A radiologist interprets a photo and sees a tumour. When checking the images from the same patient a year before, he sees it on those images as well. In hindsight, he could have seen the tumour one year earlier. He does not report this to the patient. Why not?
As it appears, missing a tumour on a photo is not at all unusual. The radiologist literally interprets hundreds of pictures a day which is certainly straining and tiring; a certain error percentage is seen as inevitable. Despite being a clear safety catch, there is in practice no time for comparing pictures with earlier images. Interestingly, radiologists are paid by the number of interpreted images and it is said that it would not be in their (financial) interest to hire more radiologists to ease the burden of work and, more importantly, increase the safety of the interpretation.

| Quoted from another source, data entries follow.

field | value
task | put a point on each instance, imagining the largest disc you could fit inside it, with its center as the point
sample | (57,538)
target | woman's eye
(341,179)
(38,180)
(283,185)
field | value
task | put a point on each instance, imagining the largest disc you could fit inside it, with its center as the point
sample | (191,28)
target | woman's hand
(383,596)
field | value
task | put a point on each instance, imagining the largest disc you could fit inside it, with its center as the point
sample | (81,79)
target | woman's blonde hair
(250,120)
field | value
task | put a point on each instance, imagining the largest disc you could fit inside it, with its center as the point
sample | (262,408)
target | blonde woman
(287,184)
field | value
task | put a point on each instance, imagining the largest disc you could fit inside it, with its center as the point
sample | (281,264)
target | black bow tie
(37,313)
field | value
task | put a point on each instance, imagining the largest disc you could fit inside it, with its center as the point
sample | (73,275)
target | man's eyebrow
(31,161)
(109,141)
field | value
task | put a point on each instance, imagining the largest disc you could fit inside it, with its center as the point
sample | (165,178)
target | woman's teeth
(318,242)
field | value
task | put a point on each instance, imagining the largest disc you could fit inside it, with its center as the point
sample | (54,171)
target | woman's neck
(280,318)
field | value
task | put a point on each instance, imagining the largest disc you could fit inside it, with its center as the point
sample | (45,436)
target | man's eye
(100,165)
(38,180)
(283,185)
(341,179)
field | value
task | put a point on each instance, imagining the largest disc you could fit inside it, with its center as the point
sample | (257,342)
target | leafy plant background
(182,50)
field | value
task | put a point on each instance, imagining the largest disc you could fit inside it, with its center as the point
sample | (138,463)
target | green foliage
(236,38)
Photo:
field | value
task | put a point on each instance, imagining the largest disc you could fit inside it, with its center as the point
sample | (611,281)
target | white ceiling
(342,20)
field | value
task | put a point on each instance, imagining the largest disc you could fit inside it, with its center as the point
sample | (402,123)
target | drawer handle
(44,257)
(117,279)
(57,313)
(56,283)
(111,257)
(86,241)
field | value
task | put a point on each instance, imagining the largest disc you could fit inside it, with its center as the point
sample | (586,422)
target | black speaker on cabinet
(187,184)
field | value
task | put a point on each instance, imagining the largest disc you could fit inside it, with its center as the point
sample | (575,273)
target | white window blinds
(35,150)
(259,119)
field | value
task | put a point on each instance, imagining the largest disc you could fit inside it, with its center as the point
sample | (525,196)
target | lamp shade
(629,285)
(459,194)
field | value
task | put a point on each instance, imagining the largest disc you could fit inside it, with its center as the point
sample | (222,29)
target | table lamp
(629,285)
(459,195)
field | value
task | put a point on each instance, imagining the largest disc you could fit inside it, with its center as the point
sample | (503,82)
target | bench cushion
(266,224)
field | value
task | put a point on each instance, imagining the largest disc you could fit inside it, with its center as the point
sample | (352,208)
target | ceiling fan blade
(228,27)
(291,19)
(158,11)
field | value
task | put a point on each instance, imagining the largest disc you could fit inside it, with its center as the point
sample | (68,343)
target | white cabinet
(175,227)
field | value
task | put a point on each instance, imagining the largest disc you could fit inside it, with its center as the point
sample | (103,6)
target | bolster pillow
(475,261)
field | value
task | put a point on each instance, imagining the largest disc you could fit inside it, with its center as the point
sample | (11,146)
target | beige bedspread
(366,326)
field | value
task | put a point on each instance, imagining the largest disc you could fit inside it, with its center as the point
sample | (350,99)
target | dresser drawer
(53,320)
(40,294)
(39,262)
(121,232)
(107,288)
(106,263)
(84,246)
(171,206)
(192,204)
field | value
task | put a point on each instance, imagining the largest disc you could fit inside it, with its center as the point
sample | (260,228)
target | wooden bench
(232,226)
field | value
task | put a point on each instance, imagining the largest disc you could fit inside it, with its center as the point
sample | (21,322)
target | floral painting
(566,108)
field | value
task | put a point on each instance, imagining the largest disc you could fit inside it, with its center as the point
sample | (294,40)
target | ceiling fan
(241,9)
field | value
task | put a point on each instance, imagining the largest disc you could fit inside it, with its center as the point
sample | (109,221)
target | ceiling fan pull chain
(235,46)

The percentage of misinterpretations are accepted as part of the job. However, missed diagnoses are not registered in any form of complication registry and are not followed up by analysis of root causes or contributing factors. So nothing is learned from them. Basically, it is seen as inevitable that one misses a diagnosis now and again and most radiologists do not deem it useful to spend time trying to improve this.
We argue this behaviour (as represented here) as an example of a broken rule: everyone in the group of radiologists at this particular hospital is clear about how safety could be improved but feel that would be too much of a penalty in pay and status. Common sense and accepted professionally correct conduct is overruled by personal gain.